The third - and most important - thing to know is that no one, and I mean no one, makes better doughnuts in Columbus.
So seat yourself and pour that drink. After being sufficiently entertained by DK's single standout interior feature - an entire wall cluttered with Buckeyes, neighborly photos and announcements for local events (many from days gone by) - it's time to check out the menu and "blue plate specials." Try not to laugh aloud at the barely there prices (no item reaches $7), and order freely with expectations of neighborly service and reliable food.

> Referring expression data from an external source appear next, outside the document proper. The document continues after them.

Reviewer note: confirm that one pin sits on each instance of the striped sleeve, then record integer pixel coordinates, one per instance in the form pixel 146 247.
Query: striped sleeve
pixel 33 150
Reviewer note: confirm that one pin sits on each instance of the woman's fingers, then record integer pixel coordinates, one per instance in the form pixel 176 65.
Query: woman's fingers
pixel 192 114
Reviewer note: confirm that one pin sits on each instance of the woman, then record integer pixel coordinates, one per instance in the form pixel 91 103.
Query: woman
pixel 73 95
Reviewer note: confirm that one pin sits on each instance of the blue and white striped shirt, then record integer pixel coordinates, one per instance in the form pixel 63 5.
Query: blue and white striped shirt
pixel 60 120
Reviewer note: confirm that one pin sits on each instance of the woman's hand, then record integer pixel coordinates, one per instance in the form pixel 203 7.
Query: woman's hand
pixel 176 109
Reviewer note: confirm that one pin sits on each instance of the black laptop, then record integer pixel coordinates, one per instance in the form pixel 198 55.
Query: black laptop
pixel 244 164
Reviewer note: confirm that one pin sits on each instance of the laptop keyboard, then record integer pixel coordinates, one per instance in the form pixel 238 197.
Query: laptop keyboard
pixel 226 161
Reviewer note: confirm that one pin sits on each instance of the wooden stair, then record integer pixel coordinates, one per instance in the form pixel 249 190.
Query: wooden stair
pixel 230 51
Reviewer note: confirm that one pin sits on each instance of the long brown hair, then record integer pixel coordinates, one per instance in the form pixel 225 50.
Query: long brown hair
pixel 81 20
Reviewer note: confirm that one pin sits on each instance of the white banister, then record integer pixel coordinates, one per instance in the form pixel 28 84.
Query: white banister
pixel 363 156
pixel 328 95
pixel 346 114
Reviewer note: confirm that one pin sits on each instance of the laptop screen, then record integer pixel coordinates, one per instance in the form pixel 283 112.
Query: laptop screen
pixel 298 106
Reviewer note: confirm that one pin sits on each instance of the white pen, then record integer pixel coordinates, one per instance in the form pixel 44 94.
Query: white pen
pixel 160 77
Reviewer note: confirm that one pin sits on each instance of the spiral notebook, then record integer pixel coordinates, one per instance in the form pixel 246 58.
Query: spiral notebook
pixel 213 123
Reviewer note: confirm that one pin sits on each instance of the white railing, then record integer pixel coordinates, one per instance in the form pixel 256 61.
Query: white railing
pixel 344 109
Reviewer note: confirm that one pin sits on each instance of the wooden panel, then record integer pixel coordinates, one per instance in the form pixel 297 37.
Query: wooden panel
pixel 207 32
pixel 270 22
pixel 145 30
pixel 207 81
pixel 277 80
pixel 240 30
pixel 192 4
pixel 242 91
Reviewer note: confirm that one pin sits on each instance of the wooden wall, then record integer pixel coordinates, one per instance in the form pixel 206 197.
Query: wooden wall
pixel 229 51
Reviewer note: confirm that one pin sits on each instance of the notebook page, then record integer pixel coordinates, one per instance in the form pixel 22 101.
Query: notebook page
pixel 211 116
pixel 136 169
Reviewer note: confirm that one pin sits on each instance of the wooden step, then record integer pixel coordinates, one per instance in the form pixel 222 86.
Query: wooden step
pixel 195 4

I couldn't resist something called Mess for breakfast, and you shouldn't either. A massive amount of that familiar, industrial and salty hash (ground corned beef pebbled with diced spuds) was smartly enhanced by a deep griddling with onions and green peppers. The satisfying Mess ($6) came with two fried eggs and toast.
DK All the Way ($6.50) was another alluringly named and cholesterol-be-damned eye-opener. Crispy, ungreasy, dice-shaped homefries were peeking out of an imposing puddle of OK sausage gravy swamping two over-easies, griddled Canadian bacon and a couple of biscuits.
I found lunches to be at least as good as breakfasts, especially the top-notch Italian Sub ($6.50). Mamma mia, that torpedo sank me with its double dose of delectable Italian deli meats and cheeses. Seared crisp, the mix of capicola, salami, ham and pepperoni plus melty mozzarella and provolone were flattered by a liberal dousing of zesty Italian dressing, a sprinkling of oregano, veggie fixins and a soft, toasty hoagie bun fun to chomp into.
Another simple winner was Schlamager's Bratwurst ($5 - I was told "Schlamager" was made up because it sounded good). The biggie brat was brashly cooked in beer and, along with the kraut, griddle-seared.
DK's old-fashioned Coneys (2 for $5) are popular and not bad. Meaty, sweet-side sauce, raw onions and grated yellow cheese covered seared weenies.
All sandwiches come with chips, but for a worth-it upcharge you can get masterfully oil-gurgled pre-fab fries ($1) or onion rings ($1.50). Both arrive golden brown, crispy and ungreasy.
This brings us to DK's ungreasy, mostly craggy and dense, irregularly shaped superior doughnuts. Freshly and expertly fried daily, they're really great. Ask for the intense blueberry, the deep chocolate or the light, airy glazed. Just don't ask for one made with raw tuna.